Rückgang der Kriminalität in Günzburg
Die Polizeiliche Kriminalitätsstatistik (PKS) für den Landkreis und die Stadt Günzburg zeigt einen Rückgang der Fallzahlen. Im Jahr 2024 wurden im Landkreis 4.514 Straftaten registriert, während es 2025 nur noch 4.401 Fälle waren. Auch in der Stadt Günzburg gab es einen leichten Rückgang auf 1.361 Straftaten im Jahr 2025.
Positive Entwicklungen in der Verkehrssicherheit
In der Verkehrsunfallstatistik ist ebenfalls eine positive Entwicklung zu verzeichnen. Die Anzahl der Verkehrsunfälle im Jahr 2024 betrug 3.739, während sie 2025 auf 3.662 zurückging. Dies entspricht einem Rückgang von über 2 %. Zugleich sank die Zahl der verletzten Personen um knapp 5,6 % auf 643. Zudem ist ein deutlicher Rückgang bei den Verkehrsunfalltoten festzustellen: Im Jahr 2025 kamen nur zwei Personen infolge von Unfällen ums Leben, im Vorjahr waren es sechs.
Anstieg bei Drogen- und Trunkenheitsfahrten
In Bezug auf Kontroll-Delikte wurde ein Anstieg bei Drogen- und Trunkenheitsfahrten bemerkt. Die Polizei stellte im Jahr 2025 für den Großraum Günzburg 209 Trunkenheitsfahrten (Vorjahr: 162) sowie 262 Drogenfahrten (Vorjahr: 149) fest.

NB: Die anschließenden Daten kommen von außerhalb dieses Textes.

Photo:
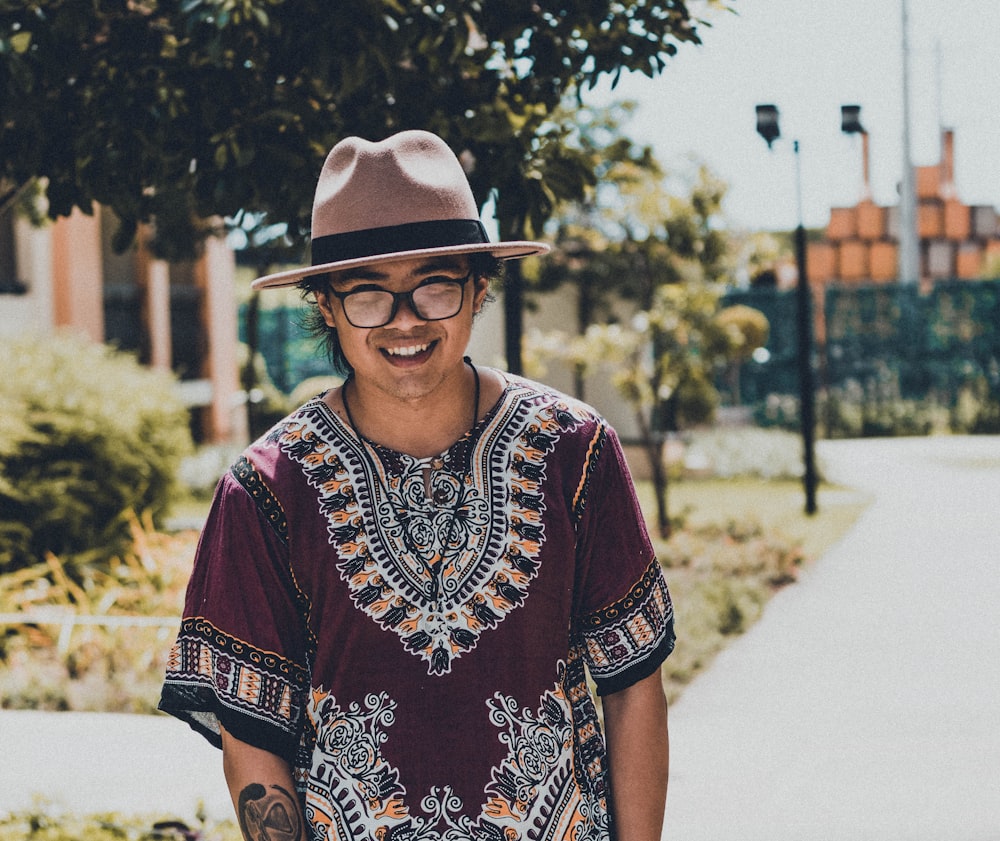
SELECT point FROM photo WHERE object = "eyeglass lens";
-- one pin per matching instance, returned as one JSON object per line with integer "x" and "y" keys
{"x": 430, "y": 302}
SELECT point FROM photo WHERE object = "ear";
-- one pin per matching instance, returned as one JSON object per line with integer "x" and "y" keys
{"x": 482, "y": 289}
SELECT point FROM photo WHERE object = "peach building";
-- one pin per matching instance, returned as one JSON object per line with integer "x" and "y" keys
{"x": 862, "y": 242}
{"x": 176, "y": 316}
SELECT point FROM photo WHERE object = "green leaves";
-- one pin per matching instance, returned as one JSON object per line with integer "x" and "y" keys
{"x": 235, "y": 102}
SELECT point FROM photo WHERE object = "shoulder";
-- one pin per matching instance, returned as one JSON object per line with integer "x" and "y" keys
{"x": 312, "y": 426}
{"x": 547, "y": 397}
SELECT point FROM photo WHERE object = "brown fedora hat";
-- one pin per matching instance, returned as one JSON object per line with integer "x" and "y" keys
{"x": 397, "y": 199}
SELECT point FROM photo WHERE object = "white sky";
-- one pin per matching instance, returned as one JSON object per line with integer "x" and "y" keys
{"x": 809, "y": 57}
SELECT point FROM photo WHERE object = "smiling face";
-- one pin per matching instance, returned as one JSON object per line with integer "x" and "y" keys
{"x": 409, "y": 358}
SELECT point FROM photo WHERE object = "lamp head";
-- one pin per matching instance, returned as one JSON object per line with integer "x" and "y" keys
{"x": 767, "y": 123}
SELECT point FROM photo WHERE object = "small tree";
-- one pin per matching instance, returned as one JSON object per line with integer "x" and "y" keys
{"x": 748, "y": 330}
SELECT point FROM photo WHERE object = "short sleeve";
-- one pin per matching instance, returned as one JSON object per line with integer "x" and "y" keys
{"x": 624, "y": 611}
{"x": 241, "y": 657}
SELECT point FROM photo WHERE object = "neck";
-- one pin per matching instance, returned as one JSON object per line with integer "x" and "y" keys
{"x": 421, "y": 428}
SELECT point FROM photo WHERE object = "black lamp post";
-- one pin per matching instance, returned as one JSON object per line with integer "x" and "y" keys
{"x": 767, "y": 127}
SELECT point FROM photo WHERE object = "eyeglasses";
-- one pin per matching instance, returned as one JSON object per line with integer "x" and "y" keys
{"x": 435, "y": 299}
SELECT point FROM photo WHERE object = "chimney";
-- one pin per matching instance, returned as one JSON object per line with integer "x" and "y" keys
{"x": 948, "y": 163}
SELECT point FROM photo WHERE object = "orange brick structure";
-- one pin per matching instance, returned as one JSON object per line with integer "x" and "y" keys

„Die erneut positive Entwicklung der allgemeinen Kriminalitätslage im Bereich Günzburg ist das Ergebnis der professionellen Zusammenarbeit zwischen Polizei und den örtlichen Sicherheitsbehörden. Besonders hervorzuheben ist zudem, dass die Anzahl der Verkehrsunfälle mit Pedelec-Fahrern im Raum Günzburg entgegen dem allgemeinen Trend rückläufig ist“, sagte Polizeipräsidentin Dr. Claudia Strößner.
Das Sicherheitsgespräch wurde von allen Beteiligten als erfolgreich bewertet. Eine enge Zusammenarbeit und ein kontinuierlicher Austausch wurden als entscheidend für die angemessene Reaktion auf aktuelle Entwicklungen hervorgehoben.